Krauss did not think she would make music videos at the beginning of her career, and after recording her first she was convinced it was so bad that she would never do another. Nonetheless, she has gone on to make further videos. Many of the first videos she saw were by bluegrass artists, although Dan Tyminski has noted that the video for Thriller was very popular at the time she was first exposed to music videos. She has made suggestions on the style or theme to some videos, though she tends to leave such decisions up to the director of the particular video. The group chooses directors by seeking out people who have previously directed videos bandmembers have enjoyed. The director for a video to "If I Didn't Know Any Better" from Lonely Runs Both Ways, for example, was selected because Krauss enjoyed work he had done with Def Leppard, and she wondered what he could do with their music. While style decisions are generally left to the various directors of the videos, many —including for "The Lucky One", "Restless", "Goodbye is All We Have", "New Favorite", and "If I Didn't Know Any Better"—follow a pattern. In all of these videos Krauss walks, sometimes interacting with other people, while the rest of the band follows her.[7][47]

  Performances

Krauss has said she used to dislike working in the studio where she had to play the same song repeatedly, but has come to like studio work roughly the same as live stage performances. Her own favorite concert experiences include watching three Foreigner concerts during a single tour, a Dolly Parton concert, and a Larry Sparks concert.[48] She appeared on Austin City Limits in 1992 and opened the show in 1995 with Union Station.[49] The New Favorite tour, after AKUS' album of the same name, was planned to start September 12, 2001 in Cincinnati, Ohio, but was delayed until September 28 in Savannah, Georgia following the September 11 terrorist attacks[50] Krauss also took part in the Down from the Mountain tour in 2002, which featured many artists from the O Brother, Where Art Thou.[51][52] Down from the Mountain was followed by the Great High Mountain Tour, which was composed of musicians from both O Brother and Cold Mountain, including Krauss.[47] She has also given several notable smaller performances including at Carnegie Hall (with the Grand Ole Opry),[53] on Lifetime Television in a concert of female performers, on the radio show A Prairie Home Companion[54] where she sang two songs not previously recorded on any of her albums, and a performance at the White House attended by then-President Bill Clinton and then-Vice President Al Gore.[55]

  Awards

Alison Krauss has won a record twenty-seven Grammy Awards[56] over the course of her career as a solo artist, as a group with Union Station, as a duet with Robert Plant, and as a record producer. She's currently tied with Quincy Jones as the second most winner of Grammy Awards. Only the late classical conductor Sir Georg Solti has more overall Grammys (31).[57] She overtook Aretha Franklin for the most female wins at the 46th Grammy Awards where Krauss won three, bringing her total at the time to seventeen (Franklin won her sixteenth that night).[58] The Recording Academy (which presents the Grammy Awards) presented her with a special musical achievement honor in 2005.[59] She has also won 14 International Bluegrass Music Association Awards,[60] 8 Country Music Association Awards,[61][62] 2 Gospel Music Association Awards,[citation needed] 2 CMT Music Awards,[63][64][65] 2 Academy of Country Music Awards,[66] and 1 Canadian Country Music Award.[67] Country Music Television ranked Krauss 12th on their "40 Greatest Women of Country Music" list in 2002.[68]
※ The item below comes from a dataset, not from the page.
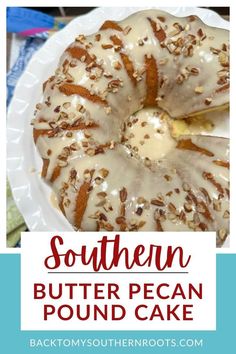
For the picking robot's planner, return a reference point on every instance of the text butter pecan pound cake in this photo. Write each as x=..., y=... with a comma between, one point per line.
x=113, y=170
At the 76th Academy Awards in February 2004, where she performed two nominated songs from the Cold Mountain soundtrack, Alison Krauss was chosen by Hollywood shoe designer Stuart Weitzman to wear a pair of $2 million 'Cinderella' sandals with 4½ inch clear glass stiletto heels and two straps adorned with 565 Kwiat diamonds set in platinum. Feeling like a rather unglamorous choice, Krauss said, "When I first heard, I was like, 'What were they thinking?' I have the worst feet of anybody who will be there that night!" In addition to the fairy-tale-inspired shoes, Weitzman outfitted Krauss with a Palm Trēo 600 smartphone, bejeweled with 3,000 clear-and-topaz-colored Swarovski crystals. The shoes were returned, but Krauss kept the crystal-covered phone. Weitzman chose Krauss to show off his fashions at the urging of his daughters, who are fans of Krauss' music.[69][70]

  Discography

  Filmography

Film
Year Film Role Notes
1997 Annabelle's Wish Additional Voices Uncredited
Voice only
2002 Adam Sandler's Eight Crazy Nights Jennifer Voice only
Television
Year Film Role Notes
1991 Hee Haw Herself 1 episode
Episode: #22.21
1996 Austin City Limits Herself 5 episodes, 1996–2005
1997 Miracle on Highway 31 Herself TV movie
2005 Sesame Street Herself 1 episode
Episode: "American Fruit Stand"
2006 CMT Cross Country Performer with Vince Gill
2008 CMT Crossroads Performer with Robert Plant

  References

  1. ^ Martin Chilton (February 13, 2012). "Alison Krauss makes Grammy history". The Daily Telegraph. http://www.telegraph.co.uk/culture/music/music-news/9078641/Alison-Krauss-makes-Grammy-history.html. 
  2. ^ Leopold, Ted (2009-02-09). "Plant, Krauss rise with 'Raising Sand' at Grammys". CNN. http://www.cnn.com/2009/SHOWBIZ/Music/02/08/grammy.night/index.html. Retrieved 2009-07-27. 
  3. ^ "Songwriter/Composer: Krauss, Alison Maria". BMI Repertoire Search.
  4. ^ a b "Alison Krauss Keeps Her Pace After Quick Start" by Ronna Rubin for GAC Music Beat, Great American Country, June 19, 2006. Retrieved 2006-06-28.
  5. ^ "1984 Walnut Valley Championship Archives – All Winners". Walnut Valley Festival official website. http://www.wvfest.com/contests/byyear.html?year=1984. Retrieved 2007-02-07. 
  6. ^ "Alison Krauss". TV Guide. http://www.tvguide.com/celebrities/alison-krauss/bio/197694. Retrieved July 02, 2012. 
  7. ^ a b "Interview with Alison Krauss and Dan Tyminski" for The Collection on Great American Country, originally broadcast June 28, 2006. Retrieved 2006-06-28.
  8. ^ a b MUSIC; "Country, With Twang and Pop" by Robbie Wolvier for The New York Times. Retrieved 2006-07-08.
  9. ^ "Alison Krauss + Union Station Flight Plan: Paper Airplane Lands AKUS Back On The Bus" by Larry Nager for Bluegrass Unlimited. Retrieved October 2, 2011.
  10. ^ "New Favorite" by Kerry Dexter for Dirty Linen #102 October/November 2002. Retrieved 2006-06-07.
  11. ^ "Alison Krauss - Full Biography" by Stephen Thomas Erlwine for Allmusic, hosted by MTV.com. Retrieved 2006-06-25.
  12. ^ a b c d "Alison Krauss Biography". CMT.com. Retrieved 2006-06-06.
  13. ^ "Alison Krauss". Grand Ole Opry. http://www.opry.com/artists/k/Krauss_Alison.html. Retrieved July 02, 2012.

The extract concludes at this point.